Loading VerbNet data from JSON Lines.

loader

VerbNet data loader.

This module provides functionality for loading VerbNet verb classes from JSON Lines files, with support for cross-reference resolution, inheritance handling, and lazy loading.

CLASS DESCRIPTION
VerbNetLoader

Load and manage VerbNet verb classes with automatic loading.

FUNCTION DESCRIPTION
load_verb_classes

Load all verb classes from a JSON Lines file.

load_verb_class

Load a specific verb class by ID.

Examples:

>>> from glazing.verbnet.loader import VerbNetLoader
>>> # Data loads automatically on initialization
>>> loader = VerbNetLoader()
>>> classes = loader.classes  # Access loaded verb classes via property
>>> verb_class = loader.get_verb_class("give-13.1")
>>> member = loader.get_member("give#2")
>>>
>>> # Or disable autoload for manual control
>>> loader = VerbNetLoader(autoload=False)
>>> classes = loader.load()  # Load manually when needed

Classes

VerbNetLoader(data_path: Path | str | None = None, lazy: bool = False, autoload: bool = True, cache_size: int = 1000, **kwargs) pydantic-model

Bases: GlazingBaseModel

Load and manage VerbNet verb classes with automatic loading.
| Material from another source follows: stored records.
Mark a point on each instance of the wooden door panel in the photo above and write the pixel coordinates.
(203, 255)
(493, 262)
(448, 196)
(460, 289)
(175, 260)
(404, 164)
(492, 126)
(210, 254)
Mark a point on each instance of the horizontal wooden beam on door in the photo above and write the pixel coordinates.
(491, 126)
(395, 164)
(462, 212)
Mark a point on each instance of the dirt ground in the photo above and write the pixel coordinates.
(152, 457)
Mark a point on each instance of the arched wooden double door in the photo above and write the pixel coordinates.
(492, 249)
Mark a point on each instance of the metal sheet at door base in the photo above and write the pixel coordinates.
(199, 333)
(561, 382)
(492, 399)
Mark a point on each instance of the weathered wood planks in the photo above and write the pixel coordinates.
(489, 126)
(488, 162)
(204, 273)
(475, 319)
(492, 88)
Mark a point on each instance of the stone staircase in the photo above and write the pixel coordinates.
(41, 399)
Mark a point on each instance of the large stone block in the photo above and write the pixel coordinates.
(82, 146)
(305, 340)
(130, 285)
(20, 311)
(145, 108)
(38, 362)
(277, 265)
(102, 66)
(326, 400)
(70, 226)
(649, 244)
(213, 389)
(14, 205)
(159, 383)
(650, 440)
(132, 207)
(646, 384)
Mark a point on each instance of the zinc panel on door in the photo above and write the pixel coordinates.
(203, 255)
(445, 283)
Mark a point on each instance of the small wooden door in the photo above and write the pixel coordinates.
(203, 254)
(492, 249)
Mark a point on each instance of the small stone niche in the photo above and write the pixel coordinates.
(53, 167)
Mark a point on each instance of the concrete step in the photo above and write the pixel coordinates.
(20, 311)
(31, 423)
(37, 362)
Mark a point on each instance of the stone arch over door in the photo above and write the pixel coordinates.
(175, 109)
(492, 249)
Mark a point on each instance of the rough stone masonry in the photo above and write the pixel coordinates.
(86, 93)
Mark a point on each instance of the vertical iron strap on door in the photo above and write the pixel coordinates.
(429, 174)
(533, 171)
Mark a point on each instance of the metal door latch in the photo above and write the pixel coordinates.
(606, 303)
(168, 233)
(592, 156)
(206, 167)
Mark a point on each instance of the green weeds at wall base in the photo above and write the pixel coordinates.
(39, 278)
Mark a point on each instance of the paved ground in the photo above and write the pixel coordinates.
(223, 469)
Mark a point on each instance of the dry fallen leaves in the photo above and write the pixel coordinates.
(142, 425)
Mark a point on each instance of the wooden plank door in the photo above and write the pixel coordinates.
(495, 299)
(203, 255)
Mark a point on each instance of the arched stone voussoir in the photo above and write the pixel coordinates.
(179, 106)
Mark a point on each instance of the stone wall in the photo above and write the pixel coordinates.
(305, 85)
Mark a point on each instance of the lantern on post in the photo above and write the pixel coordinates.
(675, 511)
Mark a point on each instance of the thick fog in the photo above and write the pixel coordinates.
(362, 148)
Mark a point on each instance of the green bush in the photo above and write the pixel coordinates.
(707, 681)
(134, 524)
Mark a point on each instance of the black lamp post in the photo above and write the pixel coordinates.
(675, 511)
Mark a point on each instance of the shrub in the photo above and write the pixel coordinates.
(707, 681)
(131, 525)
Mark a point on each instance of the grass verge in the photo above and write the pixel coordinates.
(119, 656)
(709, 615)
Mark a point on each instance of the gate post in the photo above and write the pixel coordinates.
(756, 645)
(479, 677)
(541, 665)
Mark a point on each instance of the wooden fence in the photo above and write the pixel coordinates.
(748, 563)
By default, data is loaded automatically on initialization.

PARAMETER DESCRIPTION
data_path

Path to VerbNet JSON Lines file. If None, uses default path.

TYPE: Path | str | None DEFAULT: None

lazy

Whether to use lazy loading for verb classes.

TYPE: bool DEFAULT: False

autoload

Whether to automatically load data on initialization. Only applies when lazy=False.

TYPE: bool DEFAULT: True

cache_size

Maximum number of verb classes to cache in memory.

TYPE: int DEFAULT: 1000

ATTRIBUTE DESCRIPTION
data_path

Path to the data file.

TYPE: Path

lazy

Whether lazy loading is enabled.

TYPE: bool

classes

Property that returns loaded verb classes, loading them if needed.

TYPE: dict[VerbClassID, VerbClass]

cache

Cache for loaded verb classes (only when lazy=True).

TYPE: QueryCache | None

class_index

Index mapping class IDs to file positions.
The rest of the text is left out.